Comprendre qui sont les Harkis en 3 minutes

Les enjeux de la réception à l'Élysée consacrée à la mémoire des harkis

LE DÉCRYPTAGE DE L’ACTU

Chaque semaine, on essaye de comprendre pour vous un sujet qui fait l’actu, mais qui peut paraître un peu ardu…

Lundi 20 septembre 2021, Emmanuel Macron rencontre des harkis, leurs descendants et des responsables d’associations à l’Elysée pour une réception consacrée à leur mémoire. Cet évènement se tient 5 jours avant le 25 septembre, journée d’hommage national aux harkis et aux membres des formations supplétives. Quels sont les enjeux ? On essaie de comprendre.

C’est quoi la guerre d’Algérie ?

La guerre d’Algérie a lieu entre 1954 et 1962. Elle oppose l’État Français au Front de Libération nationale (FLN) en Algérie. Elle débute le 1er novembre 1954 pendant la “Toussaint Rouge”, une série d’attentats commis par le FLN. L’Algérie est alors une colonie française depuis 1830. Après la Seconde Guerre mondiale, un mouvement considérable de décolonisation a lieu, qui concerne les pays du Proche et Moyen-Orient, l’Asie du Sud-Est et l’Afrique Noire. L’Algérie revendique elle aussi son indépendance et les affrontements entre les indépendantistes et l’armée française débutent.

Les historiens français s’accordent sur un consensus de 60 000 à 80 000 victimes chez les harkis

François Meyer, Pour l’honneur, avec les harkis : de 1958 à nos jours

En 1955, l’état d’urgence est déclaré et l’armée française se rend en Algérie pour maîtriser les conflits. C’est le début d’une guerre qui durera 8 ans et causera la mort de 350 000 à 400 000 algériens, soit 3% de la population et 23 196 soldats français selon les chiffres du ministère des armées dans l’ouvrage de Benjamin Stora, Les mots de la guerre d’Algérie [1]. Enfin, les historiens français s’accordent sur un consensus de 60 000 à 80 000 victimes chez les harkis (supplétifs algériens ayant combattu pour la France) d’après l’ouvrage de François Meyer, Pour l’honneur, avec les harkis : de 1958 à nos jours [2].

Les accords d’Évian sont signés le 18 mars 1962, entraînant un cessez-le-feu en Algérie dès le lendemain. Le 1er juillet 1962 a lieu le référendum sur l’indépendance de l’Algérie, où la majorité vote“oui” (à 99,72%). Les accords ordonnent le retrait des forces militaires françaises. Néanmoins, ils ne prennent pas en compte le sort des harkis. Seuls 42 500 d’entre eux sont rapatriés en France, le restant est abandonné en Algérie.

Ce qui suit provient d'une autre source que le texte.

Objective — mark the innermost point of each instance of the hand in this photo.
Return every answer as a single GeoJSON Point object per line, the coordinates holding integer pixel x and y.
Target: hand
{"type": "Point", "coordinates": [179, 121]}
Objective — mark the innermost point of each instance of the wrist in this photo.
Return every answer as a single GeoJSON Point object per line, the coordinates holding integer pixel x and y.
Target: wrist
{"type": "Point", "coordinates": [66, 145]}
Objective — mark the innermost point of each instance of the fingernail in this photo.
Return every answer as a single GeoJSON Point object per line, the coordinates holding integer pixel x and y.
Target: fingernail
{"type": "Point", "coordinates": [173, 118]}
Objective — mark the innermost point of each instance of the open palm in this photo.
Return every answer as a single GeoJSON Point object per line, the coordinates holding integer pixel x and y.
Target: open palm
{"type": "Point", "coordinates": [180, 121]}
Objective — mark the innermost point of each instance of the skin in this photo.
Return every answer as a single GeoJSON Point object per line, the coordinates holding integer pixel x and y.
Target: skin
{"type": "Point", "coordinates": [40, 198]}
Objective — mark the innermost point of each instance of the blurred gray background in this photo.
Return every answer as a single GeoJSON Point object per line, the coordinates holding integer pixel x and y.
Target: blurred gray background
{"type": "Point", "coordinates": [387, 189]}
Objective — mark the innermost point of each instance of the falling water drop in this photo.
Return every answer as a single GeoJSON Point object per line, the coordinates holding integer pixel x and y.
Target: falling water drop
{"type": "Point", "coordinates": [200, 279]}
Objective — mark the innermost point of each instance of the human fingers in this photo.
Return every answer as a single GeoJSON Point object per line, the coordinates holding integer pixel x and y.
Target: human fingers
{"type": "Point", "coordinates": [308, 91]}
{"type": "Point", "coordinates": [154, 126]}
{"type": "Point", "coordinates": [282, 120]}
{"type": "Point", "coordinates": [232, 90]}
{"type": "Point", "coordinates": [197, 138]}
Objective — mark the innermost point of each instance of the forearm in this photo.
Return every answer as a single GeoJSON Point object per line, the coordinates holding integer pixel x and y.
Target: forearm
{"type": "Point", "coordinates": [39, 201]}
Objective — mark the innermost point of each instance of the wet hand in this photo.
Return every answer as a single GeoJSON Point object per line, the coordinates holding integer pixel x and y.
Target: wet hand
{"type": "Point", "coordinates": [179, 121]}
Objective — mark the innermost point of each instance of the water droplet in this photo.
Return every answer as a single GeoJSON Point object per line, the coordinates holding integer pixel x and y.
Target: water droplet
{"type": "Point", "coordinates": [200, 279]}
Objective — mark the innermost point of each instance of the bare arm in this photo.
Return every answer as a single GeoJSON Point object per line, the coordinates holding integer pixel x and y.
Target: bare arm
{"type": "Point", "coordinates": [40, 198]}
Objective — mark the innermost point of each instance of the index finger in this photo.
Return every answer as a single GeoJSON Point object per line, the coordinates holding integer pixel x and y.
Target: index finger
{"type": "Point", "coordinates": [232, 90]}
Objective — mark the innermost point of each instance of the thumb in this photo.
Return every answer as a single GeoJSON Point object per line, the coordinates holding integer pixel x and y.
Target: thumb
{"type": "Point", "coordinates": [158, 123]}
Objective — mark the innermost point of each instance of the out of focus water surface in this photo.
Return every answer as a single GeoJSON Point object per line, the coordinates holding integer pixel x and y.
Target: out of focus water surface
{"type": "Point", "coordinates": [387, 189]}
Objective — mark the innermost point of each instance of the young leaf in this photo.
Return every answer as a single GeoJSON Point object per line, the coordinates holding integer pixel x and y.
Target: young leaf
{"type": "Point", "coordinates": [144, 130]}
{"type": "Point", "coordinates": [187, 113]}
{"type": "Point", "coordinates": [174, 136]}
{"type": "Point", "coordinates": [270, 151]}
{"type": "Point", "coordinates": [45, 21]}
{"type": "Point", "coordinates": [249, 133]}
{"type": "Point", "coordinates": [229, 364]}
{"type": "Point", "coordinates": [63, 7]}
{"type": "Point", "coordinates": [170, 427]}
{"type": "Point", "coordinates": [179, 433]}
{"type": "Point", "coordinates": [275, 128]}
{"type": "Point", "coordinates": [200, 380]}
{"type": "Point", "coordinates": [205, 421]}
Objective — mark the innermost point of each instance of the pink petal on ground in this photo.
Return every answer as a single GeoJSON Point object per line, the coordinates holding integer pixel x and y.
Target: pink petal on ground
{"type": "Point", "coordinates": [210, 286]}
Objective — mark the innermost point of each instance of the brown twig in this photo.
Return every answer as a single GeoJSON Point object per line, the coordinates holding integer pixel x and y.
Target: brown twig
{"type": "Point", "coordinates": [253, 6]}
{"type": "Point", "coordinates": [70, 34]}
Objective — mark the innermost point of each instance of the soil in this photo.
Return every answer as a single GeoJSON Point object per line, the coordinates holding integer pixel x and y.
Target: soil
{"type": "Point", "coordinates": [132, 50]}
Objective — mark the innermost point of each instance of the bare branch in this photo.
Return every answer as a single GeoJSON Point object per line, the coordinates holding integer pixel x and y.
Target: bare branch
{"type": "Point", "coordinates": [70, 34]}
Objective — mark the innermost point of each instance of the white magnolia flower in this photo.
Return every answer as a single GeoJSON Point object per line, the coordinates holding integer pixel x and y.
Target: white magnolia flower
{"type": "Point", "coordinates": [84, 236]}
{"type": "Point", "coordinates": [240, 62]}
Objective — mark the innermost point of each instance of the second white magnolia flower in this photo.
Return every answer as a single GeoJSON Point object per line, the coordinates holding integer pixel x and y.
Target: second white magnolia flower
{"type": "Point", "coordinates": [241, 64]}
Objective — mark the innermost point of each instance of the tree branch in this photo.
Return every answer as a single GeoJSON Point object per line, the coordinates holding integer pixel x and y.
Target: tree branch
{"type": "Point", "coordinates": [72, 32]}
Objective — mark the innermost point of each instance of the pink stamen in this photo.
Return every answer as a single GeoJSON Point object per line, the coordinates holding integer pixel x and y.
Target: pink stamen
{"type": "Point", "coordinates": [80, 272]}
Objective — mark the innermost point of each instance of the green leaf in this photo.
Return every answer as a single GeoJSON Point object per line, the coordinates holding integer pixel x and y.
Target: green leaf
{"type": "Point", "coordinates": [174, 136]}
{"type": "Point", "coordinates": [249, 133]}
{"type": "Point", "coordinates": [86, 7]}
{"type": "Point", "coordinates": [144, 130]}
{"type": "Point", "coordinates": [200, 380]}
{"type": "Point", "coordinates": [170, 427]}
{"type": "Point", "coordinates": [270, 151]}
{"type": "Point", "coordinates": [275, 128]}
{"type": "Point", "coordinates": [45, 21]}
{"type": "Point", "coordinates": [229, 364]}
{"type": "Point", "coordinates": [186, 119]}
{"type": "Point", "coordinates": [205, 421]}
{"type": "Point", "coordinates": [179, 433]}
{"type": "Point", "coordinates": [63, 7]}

Bulletin “oui” du référendum du 1er juillet 1962.

Qui sont les harkis ?

Le terme harki apparaît en 1830, lorsque des populations de pays colonisés prêtent allégeance à la France. En 1831, des bataillons de soldats sont constitués et participent à la conquête de l’Algérie aux côtés de la France. Ils sont employés à nouveau vers fin 1954 pour contrer l’implantation des indépendantistes. Les harkis n’ont pas le statut militaire, ils proviennent des “harkas” : unités supplétives participant à la sécurité territoriale. Entre 1958 et 1959, l’effectif des harkis passe de 10 000 à plus de 60 000 soldats. 

La condition principale de recrutement est de ne pas appartenir au FLN. Le choix politique de l’”Algérie française” aurait souvent été inexistant dans les motivations des harkis, selon Fatima Besnaci-Lancou dans son ouvrage Les Harkis : dans la colonisation et ses suites [3]. Lorsque les harkis s’engagent de leur plein gré, cela fait souvent suite à l’assassinat d’un membre de leur famille par les indépendantistes. Les supplétifs se seraient alors engagés contre le FLN plutôt que pour la France, explique Mohand Hamoumou dans son ouvrage Les Français-musulmans rapatriés : archéologie d’un silence [4].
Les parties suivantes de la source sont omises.